16 marca 2016

Ubezpieczenie dla sportowca

Uprawiasz wyczynowo sport? Musisz liczyć się z kontuzją lub wypadkiem. Wiesz, ile kosztuje leczenie i jak długo może trwać rehabilitacja? Lepiej zabezpieczyć się przed ryzykiem, które jest z tym związane.

W Polsce jeszcze jest zbyt niska świadomość ryzyka związanego z wyczynowym uprawianiem sportu. Najczęściej, aby tylko zadośćuczynić ustawowemu obowiązkowi ubezpieczenia zawodników od następstw nieszczęśliwych wypadków (NNW), kluby sportowe wybierają minimalną ochronę, która nie gwarantuje odpowiedniego zabezpieczenia w razie wypadku lub kontuzji. A to może skutecznie wyeliminować zawodnika z życia sportowego, które dla wielu jest źródłem utrzymania.

Coraz więcej osób zdaje sobie z tego sprawę. Rosną wymogi organizatorów różnych imprez sportowych, zwłaszcza zagranicznych. Często uzależniają oni udział sportowca od przedstawienia ubezpieczenia na odpowiednio wysoką sumę.

Najważniejsze jest, aby wysokość i zakres ubezpieczenia sportowego były dopasowane do potrzeb zawodnika. Przede wszystkim chodzi o to, aby po wypadku mógł jak najszybciej wrócić do aktywności sportowej. A gdy powrót do sportu nie będzie możliwy, żeby dostał pieniądze, które pomogą mu w leczeniu i przystosowaniu się do nowego życia.
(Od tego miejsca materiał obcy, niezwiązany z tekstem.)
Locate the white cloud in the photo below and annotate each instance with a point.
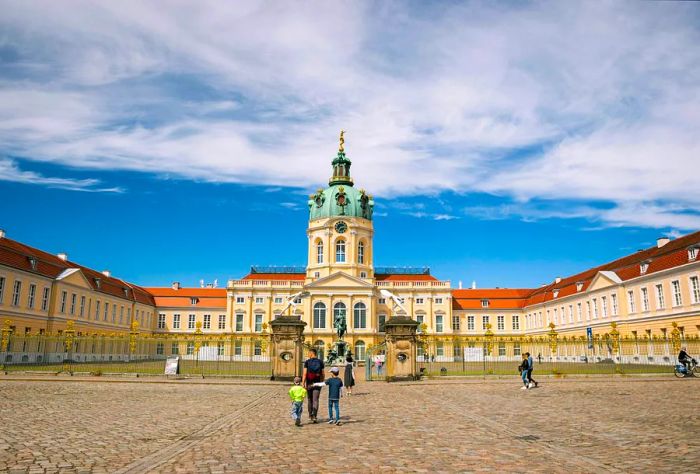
(604, 96)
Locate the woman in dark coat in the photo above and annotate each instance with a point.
(349, 375)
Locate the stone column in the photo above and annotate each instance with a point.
(287, 350)
(401, 349)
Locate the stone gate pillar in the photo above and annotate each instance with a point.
(401, 349)
(287, 349)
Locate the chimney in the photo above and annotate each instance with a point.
(661, 241)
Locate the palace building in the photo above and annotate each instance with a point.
(647, 293)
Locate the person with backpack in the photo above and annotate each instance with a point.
(523, 367)
(313, 373)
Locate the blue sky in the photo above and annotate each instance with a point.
(504, 143)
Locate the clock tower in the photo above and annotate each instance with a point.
(340, 227)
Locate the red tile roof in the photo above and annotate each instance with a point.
(17, 255)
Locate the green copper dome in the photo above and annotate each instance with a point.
(340, 198)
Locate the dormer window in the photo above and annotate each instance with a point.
(643, 267)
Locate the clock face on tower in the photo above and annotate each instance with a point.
(341, 227)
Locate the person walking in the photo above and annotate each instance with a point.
(297, 394)
(523, 371)
(312, 374)
(334, 393)
(530, 366)
(349, 374)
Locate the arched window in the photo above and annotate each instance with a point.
(319, 315)
(360, 316)
(338, 310)
(319, 251)
(340, 251)
(360, 350)
(319, 346)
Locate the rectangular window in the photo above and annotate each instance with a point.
(645, 299)
(604, 305)
(16, 292)
(595, 308)
(64, 297)
(630, 301)
(258, 322)
(660, 303)
(677, 299)
(32, 296)
(382, 322)
(695, 289)
(438, 323)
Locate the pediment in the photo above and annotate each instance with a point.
(74, 276)
(604, 279)
(339, 280)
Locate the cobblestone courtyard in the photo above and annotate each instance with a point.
(569, 425)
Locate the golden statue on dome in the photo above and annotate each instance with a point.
(341, 147)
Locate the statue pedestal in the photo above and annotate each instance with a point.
(287, 350)
(401, 349)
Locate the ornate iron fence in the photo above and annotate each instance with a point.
(198, 354)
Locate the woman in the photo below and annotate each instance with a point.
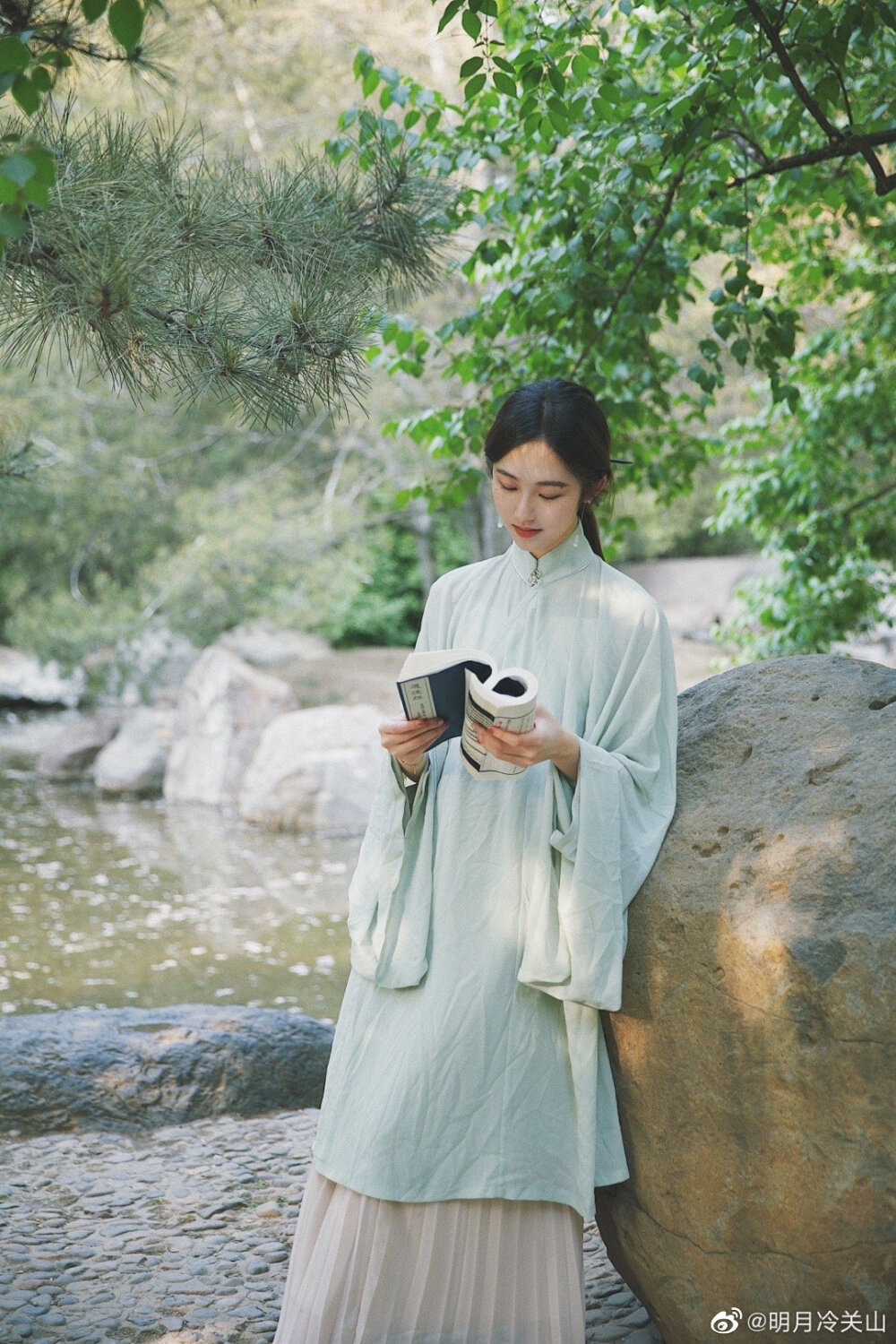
(469, 1107)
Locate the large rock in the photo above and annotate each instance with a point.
(24, 680)
(263, 645)
(222, 711)
(134, 760)
(314, 768)
(750, 1054)
(72, 753)
(142, 1067)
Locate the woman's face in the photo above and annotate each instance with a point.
(536, 496)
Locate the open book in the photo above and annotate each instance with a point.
(463, 687)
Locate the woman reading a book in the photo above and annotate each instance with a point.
(469, 1107)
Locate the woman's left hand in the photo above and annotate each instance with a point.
(546, 741)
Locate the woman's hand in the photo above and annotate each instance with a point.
(546, 741)
(409, 741)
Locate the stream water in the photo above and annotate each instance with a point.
(144, 903)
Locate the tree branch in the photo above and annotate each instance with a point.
(884, 182)
(866, 500)
(790, 70)
(645, 247)
(845, 147)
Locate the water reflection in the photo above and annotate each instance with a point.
(137, 902)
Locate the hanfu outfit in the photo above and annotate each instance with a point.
(469, 1107)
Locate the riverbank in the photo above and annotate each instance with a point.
(183, 1236)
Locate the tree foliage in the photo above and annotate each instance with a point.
(166, 268)
(608, 152)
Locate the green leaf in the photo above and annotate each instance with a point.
(504, 83)
(450, 10)
(471, 23)
(42, 80)
(13, 225)
(13, 54)
(126, 22)
(18, 168)
(26, 94)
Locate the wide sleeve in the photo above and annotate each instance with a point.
(390, 895)
(606, 830)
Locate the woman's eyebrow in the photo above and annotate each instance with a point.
(503, 472)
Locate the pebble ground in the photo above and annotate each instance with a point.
(182, 1236)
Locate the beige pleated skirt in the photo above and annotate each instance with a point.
(368, 1271)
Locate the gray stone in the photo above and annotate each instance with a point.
(73, 750)
(24, 680)
(263, 645)
(751, 1047)
(142, 1067)
(134, 760)
(314, 768)
(222, 710)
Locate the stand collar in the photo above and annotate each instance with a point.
(570, 556)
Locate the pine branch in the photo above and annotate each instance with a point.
(163, 266)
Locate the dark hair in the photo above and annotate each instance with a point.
(570, 421)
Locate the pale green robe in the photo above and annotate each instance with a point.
(489, 917)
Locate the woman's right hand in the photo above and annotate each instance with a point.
(409, 741)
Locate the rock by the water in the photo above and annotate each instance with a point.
(314, 768)
(134, 760)
(73, 750)
(751, 1050)
(142, 1067)
(263, 645)
(222, 710)
(23, 680)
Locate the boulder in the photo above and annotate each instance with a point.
(314, 769)
(144, 1067)
(750, 1051)
(134, 760)
(72, 753)
(222, 711)
(24, 680)
(263, 645)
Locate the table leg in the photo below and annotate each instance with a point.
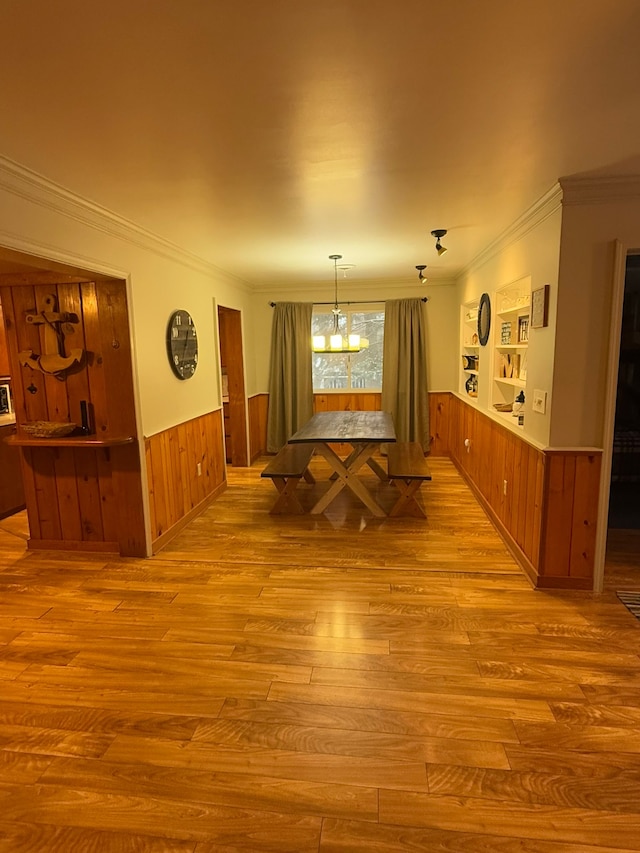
(347, 476)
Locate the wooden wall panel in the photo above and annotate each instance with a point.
(5, 369)
(548, 516)
(11, 487)
(439, 423)
(258, 407)
(70, 490)
(176, 491)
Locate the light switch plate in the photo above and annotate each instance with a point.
(539, 401)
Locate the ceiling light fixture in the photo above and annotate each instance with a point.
(438, 234)
(337, 342)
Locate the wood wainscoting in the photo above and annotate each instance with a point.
(185, 471)
(546, 512)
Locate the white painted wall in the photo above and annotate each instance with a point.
(532, 251)
(42, 219)
(595, 216)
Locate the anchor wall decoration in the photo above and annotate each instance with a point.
(52, 360)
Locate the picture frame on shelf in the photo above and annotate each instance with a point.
(540, 307)
(523, 329)
(5, 400)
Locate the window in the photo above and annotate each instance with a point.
(349, 371)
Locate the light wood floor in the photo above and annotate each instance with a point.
(332, 683)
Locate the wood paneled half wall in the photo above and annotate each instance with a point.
(543, 502)
(82, 491)
(186, 470)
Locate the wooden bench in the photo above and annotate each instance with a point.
(407, 469)
(286, 469)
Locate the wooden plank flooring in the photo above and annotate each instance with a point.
(334, 683)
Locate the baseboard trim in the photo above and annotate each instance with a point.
(166, 537)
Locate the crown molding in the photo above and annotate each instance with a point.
(542, 209)
(35, 188)
(357, 288)
(593, 190)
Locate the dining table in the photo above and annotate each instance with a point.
(365, 432)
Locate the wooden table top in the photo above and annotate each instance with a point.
(351, 427)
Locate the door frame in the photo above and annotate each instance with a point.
(621, 251)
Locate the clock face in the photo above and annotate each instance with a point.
(182, 344)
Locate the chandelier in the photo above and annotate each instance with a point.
(336, 341)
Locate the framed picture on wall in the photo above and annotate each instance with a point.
(540, 307)
(5, 400)
(523, 329)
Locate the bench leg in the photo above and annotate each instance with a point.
(287, 500)
(407, 503)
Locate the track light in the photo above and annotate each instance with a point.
(438, 233)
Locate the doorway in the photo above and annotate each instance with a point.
(233, 394)
(623, 525)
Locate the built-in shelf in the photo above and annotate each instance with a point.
(508, 418)
(517, 383)
(510, 345)
(469, 346)
(68, 441)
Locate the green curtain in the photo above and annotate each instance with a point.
(290, 378)
(404, 370)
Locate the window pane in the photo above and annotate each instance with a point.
(361, 370)
(366, 365)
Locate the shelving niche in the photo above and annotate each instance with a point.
(469, 349)
(511, 342)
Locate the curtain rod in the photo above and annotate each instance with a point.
(357, 302)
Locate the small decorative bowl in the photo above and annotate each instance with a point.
(47, 429)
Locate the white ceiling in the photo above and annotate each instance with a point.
(264, 135)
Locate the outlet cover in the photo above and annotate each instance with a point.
(539, 401)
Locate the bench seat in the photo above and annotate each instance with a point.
(407, 469)
(286, 469)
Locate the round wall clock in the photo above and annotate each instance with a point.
(182, 344)
(484, 319)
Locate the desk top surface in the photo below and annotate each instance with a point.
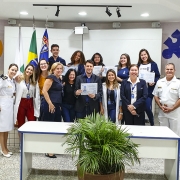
(151, 132)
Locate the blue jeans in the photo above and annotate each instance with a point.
(86, 112)
(41, 108)
(52, 117)
(112, 112)
(68, 112)
(149, 110)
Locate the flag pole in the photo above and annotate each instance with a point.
(33, 23)
(46, 25)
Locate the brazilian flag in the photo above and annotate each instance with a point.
(32, 55)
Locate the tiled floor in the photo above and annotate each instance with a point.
(62, 168)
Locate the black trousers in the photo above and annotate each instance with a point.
(133, 119)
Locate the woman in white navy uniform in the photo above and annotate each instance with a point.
(7, 92)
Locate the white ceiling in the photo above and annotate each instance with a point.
(159, 10)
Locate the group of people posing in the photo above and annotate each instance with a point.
(44, 94)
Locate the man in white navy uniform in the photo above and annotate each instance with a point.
(167, 96)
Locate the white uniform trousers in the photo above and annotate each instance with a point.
(170, 120)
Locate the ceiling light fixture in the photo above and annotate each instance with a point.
(57, 11)
(145, 14)
(24, 13)
(118, 12)
(108, 11)
(82, 13)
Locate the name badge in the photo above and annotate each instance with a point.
(28, 96)
(109, 102)
(132, 96)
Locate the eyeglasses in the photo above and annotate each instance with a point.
(43, 64)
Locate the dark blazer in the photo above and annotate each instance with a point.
(52, 61)
(142, 93)
(81, 99)
(154, 68)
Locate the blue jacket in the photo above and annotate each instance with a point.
(141, 95)
(154, 68)
(59, 59)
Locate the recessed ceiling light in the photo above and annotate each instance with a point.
(24, 13)
(145, 14)
(82, 13)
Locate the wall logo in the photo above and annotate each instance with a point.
(173, 48)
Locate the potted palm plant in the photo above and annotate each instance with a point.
(101, 148)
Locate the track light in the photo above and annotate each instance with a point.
(108, 11)
(118, 12)
(57, 11)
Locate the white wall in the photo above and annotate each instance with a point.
(112, 43)
(65, 38)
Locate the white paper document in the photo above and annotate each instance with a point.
(106, 68)
(88, 88)
(147, 76)
(65, 70)
(97, 70)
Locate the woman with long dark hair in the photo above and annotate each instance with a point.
(123, 67)
(133, 95)
(27, 104)
(77, 62)
(111, 102)
(42, 73)
(53, 92)
(145, 63)
(7, 95)
(69, 99)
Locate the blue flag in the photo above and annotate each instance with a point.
(44, 53)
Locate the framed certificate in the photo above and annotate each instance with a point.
(88, 88)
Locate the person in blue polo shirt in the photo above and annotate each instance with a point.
(55, 56)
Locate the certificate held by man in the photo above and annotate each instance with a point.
(88, 88)
(147, 76)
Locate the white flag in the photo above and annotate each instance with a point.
(19, 53)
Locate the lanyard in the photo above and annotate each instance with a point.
(28, 86)
(133, 87)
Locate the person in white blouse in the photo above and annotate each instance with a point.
(167, 96)
(111, 105)
(7, 92)
(27, 104)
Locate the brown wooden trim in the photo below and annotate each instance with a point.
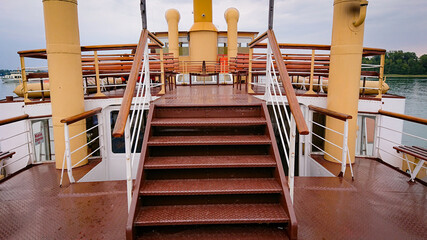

Pamiętajmy, że ubezpieczenia sportowe są nie tylko dla zawodowców! 

Rozmawiamy o nich z Anną Staniszewską, ekspertką PZU.

A.D.Dla kogo są ubezpieczenia sportowe? 

A.S.​Ubezpieczenia sportowe są dla wszystkich, którzy trenują wyczynowo, dla zawodowców, jak i dla amatorów. To oferta dla tych, którzy należą do klubów sportowych, regularnie ćwiczą, są pod opieką trenera. Na przykład trzy razy w tygodniu chodzą do lokalnego klubu sportowego na treningi koszykówki.  

A.D.Czy również dla biegaczy przygotowujących się do maratonów?

A.S.​Jak najbardziej, choć z reguły biegacze nie należą do klubów sportowych, a organizatorzy maratonu wykupują ubezpieczenie dla jego uczestników. Maraton to też sportowa rywalizacja. Uczestnicy przygotowują się do startu dużo wcześniej sami lub pod okiem trenerów. Przygotowaniu do biegów poświęcają dużo czasu. 

A.D.Kto jeszcze powinien pomyśleć o ubezpieczeniu sportowym?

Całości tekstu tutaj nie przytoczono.